Recently I gave a speech at my Toastmasters Club. I had planned to make it a self-evaluation speech. I was blank. I struggled with thoughts and ideas that ran the gamut from strictly Toastmasters goal-based to personal goals to my realization that I have an apparent “goalaphobia” run rampant! How could I possibly share anything of value? On the night before my speech I was desperate for inspiration. I decided to find things in my home that I could share stories about to fill my time and hopefully bring to some form of cohesive growth awareness. I didn’t hold out much hope for success. One of the items I chose was a pen, crafted from over 200 year old black walnut wood. This wood is a treasure my husband has carried with him for most of his life. Over the years he has preserved and protected these slabs of wood. I really didn’t understand them or why they mattered, but he did and that was enough.
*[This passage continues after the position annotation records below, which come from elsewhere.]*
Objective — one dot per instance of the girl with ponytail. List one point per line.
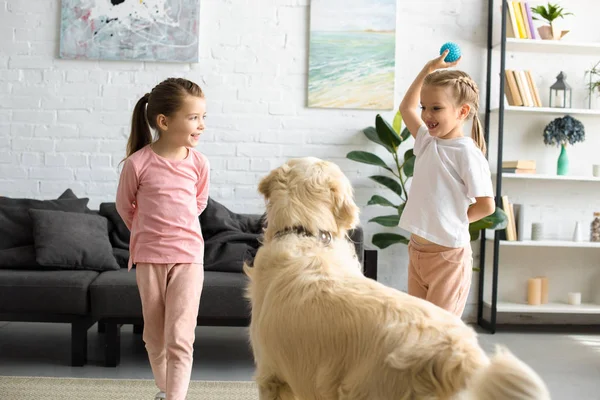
(162, 191)
(451, 186)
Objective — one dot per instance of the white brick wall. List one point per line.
(64, 123)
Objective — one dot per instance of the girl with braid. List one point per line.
(451, 186)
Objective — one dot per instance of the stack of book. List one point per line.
(520, 89)
(519, 167)
(520, 21)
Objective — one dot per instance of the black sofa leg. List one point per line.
(138, 329)
(370, 264)
(79, 341)
(112, 348)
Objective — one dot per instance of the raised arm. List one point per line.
(127, 192)
(202, 186)
(412, 99)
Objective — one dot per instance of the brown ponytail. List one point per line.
(465, 91)
(477, 134)
(140, 135)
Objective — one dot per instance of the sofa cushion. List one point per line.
(229, 238)
(65, 240)
(118, 232)
(22, 257)
(114, 294)
(53, 292)
(16, 224)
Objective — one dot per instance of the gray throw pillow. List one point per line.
(65, 240)
(15, 222)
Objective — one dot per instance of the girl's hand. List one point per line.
(439, 63)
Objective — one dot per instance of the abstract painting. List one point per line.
(143, 30)
(352, 54)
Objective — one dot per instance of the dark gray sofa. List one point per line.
(107, 293)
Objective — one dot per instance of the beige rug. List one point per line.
(38, 388)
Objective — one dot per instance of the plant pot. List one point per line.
(562, 165)
(549, 32)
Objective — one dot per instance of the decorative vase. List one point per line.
(563, 161)
(550, 32)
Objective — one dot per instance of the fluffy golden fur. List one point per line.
(320, 330)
When we moved from Kansas back to Raymond we were loading our U-haul truck. We had more possessions than truck space and it was apparent we were not going to get everything on the truck. One of the men helping us load our possessions was a bit frustrated by our apparent “too much stuff-itis” and when Tom handed him these slabs of wood he said, with barely concealed annoyance, that Canada had wood too. Tom’s reply – “not 100 year old black walnut they don’t”. These needed to move with us. Tom was adamant. We ended up with 2 full size U-haul trucks and trailers. The wood came to Canada.
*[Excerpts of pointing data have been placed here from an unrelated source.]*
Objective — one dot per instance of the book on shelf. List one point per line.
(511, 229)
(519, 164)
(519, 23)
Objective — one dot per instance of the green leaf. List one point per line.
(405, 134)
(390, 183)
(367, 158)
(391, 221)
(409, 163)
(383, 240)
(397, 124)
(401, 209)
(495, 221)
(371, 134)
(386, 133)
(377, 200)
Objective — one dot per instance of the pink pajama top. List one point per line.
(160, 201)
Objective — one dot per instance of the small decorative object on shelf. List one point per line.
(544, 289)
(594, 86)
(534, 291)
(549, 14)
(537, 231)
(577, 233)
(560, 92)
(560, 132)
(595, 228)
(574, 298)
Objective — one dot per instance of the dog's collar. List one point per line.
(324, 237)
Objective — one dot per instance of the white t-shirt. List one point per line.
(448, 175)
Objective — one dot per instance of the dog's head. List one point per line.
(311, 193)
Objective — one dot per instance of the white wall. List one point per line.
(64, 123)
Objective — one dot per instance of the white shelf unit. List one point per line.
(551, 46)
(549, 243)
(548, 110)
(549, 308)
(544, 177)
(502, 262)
Eventually Tom had the wood planed and began to use it to make items of love and history for our family. He made 3 beautiful keepsake boxes for our granddaughters and daughter-in-law. On the base of the boxes he had me inscribe the history of the wood. I finally understood. This wood came from an abandoned old home that Tom’s father, Lowell Thomas Needham, had torn down when he was a teenager, with his father, James Evans Needham, in SE Kansas. In calculating the age of this wood, we realized it was well over 200 years old.  It’s now become treasure boxes, pens and shelves. All beautiful, all loved. This wood began as a beautiful black walnut tree long before it ever became a home, before it ever became worthy to tear down, before it ever became a family heirloom and conveyor of love and life.

As I went over my speech in my mind, early that morning, I realized that this pen held the key to my speech and my message. Thus began my telling of my black walnut parable.
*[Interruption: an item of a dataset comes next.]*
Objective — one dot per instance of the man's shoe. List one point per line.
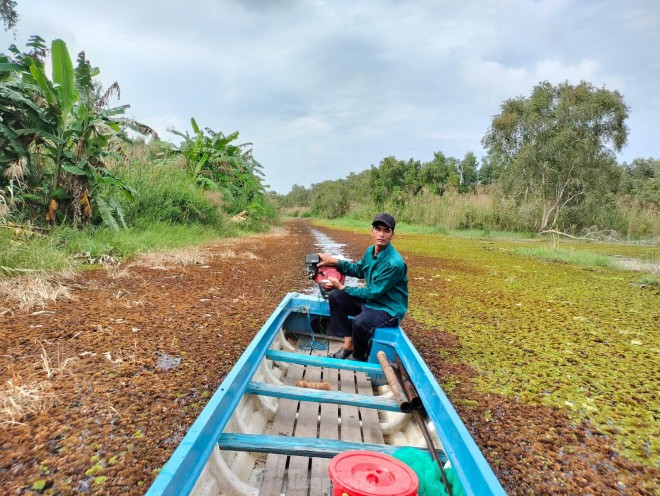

I wove my story of the black walnut tree through my speech starting with the tree, in its full glory, providing shade, protection and even love to those it sheltered. Majestic and eternal in its place. Then, in one fell swoop, the tree was no more, cut down and splayed with broken limbs and heart upon the ground. The tree couldn’t help but believe it’s life and purpose were over. How often do we have experiences that lead us to believe we have failed, our purpose is lost and we are broken. How often are we torn, limb from limb, and cannot see another bright day in our horizon.

Then, almost magically, the black walnut tree was shaped and cut to become a home. A place to provide shelter and protection, warmth, and a keeper of love. The tree was again a beating heart of beauty and grace. She didn’t look the same. She didn’t feel the same. She survived and served and blossomed in her new energy. The black walnut tree lived on. Do you view the changes and challenges you face in your life, where you’ve walked through fire and survived, beautiful, glorious but different. The beating heart still present and yet refined and changed. You live on.

Once again, the beautiful tree came down, not in the same manner, but in the same tearing down and ripping apart. What was a home was no longer. And the black walnut tree once again believed her life had ended, her purpose complete. She became strips of wood, no specific plan or purpose, no place to beautify, to build. Just chunks of wood in a pile of memories and she drifted off to sleep, certain to never awake. Her life was over. We too seem to go through fire after fire of refining and scorching, times of working and of waiting, moments where we are sure our purpose has passed, where we may have failed, given up, been broken. We drift into that place of waiting and simply pray for the release of expectation and the belief that no more could come.

And then the black walnut tree awakened to the sound of equipment whirring and saws buzzing, feeling her rough edges hewn off, torn once again in what must surely be her final parting. She waited with bated breath for the very end. She was a beautiful, brave black walnut tree. After the sound died down, she remained. And the beautifully smooth pieces of majestic black walnut emerged, triumphant and powerful in her story. She became the protector and home to beautiful memories and stories, of little girl fairy tales and love, of powerful energies of goodness and light. She lived. And the most powerful of all her pieces lives in the beautiful, carved and delicate pens. They write the story of her magnificent life. They hold within them words of beauty and love. They give power to the wielder to write their own story, to sing their own songs, to live their own purpose.

Like the black walnut tree I have been torn asunder, limb from limb, throughout my life. I have been given opportunities to live again and again. To be refined and honed, becoming stronger and stronger. To paring down the rough edges, to seeing the beauty within my heart and to allowing myself to forever keep changing, seeing beauty and grace in every place. I have learned. I have lifted. I have walked through the fire of my life and I continue to burn brightly. I am the black walnut tree and within me burns my story.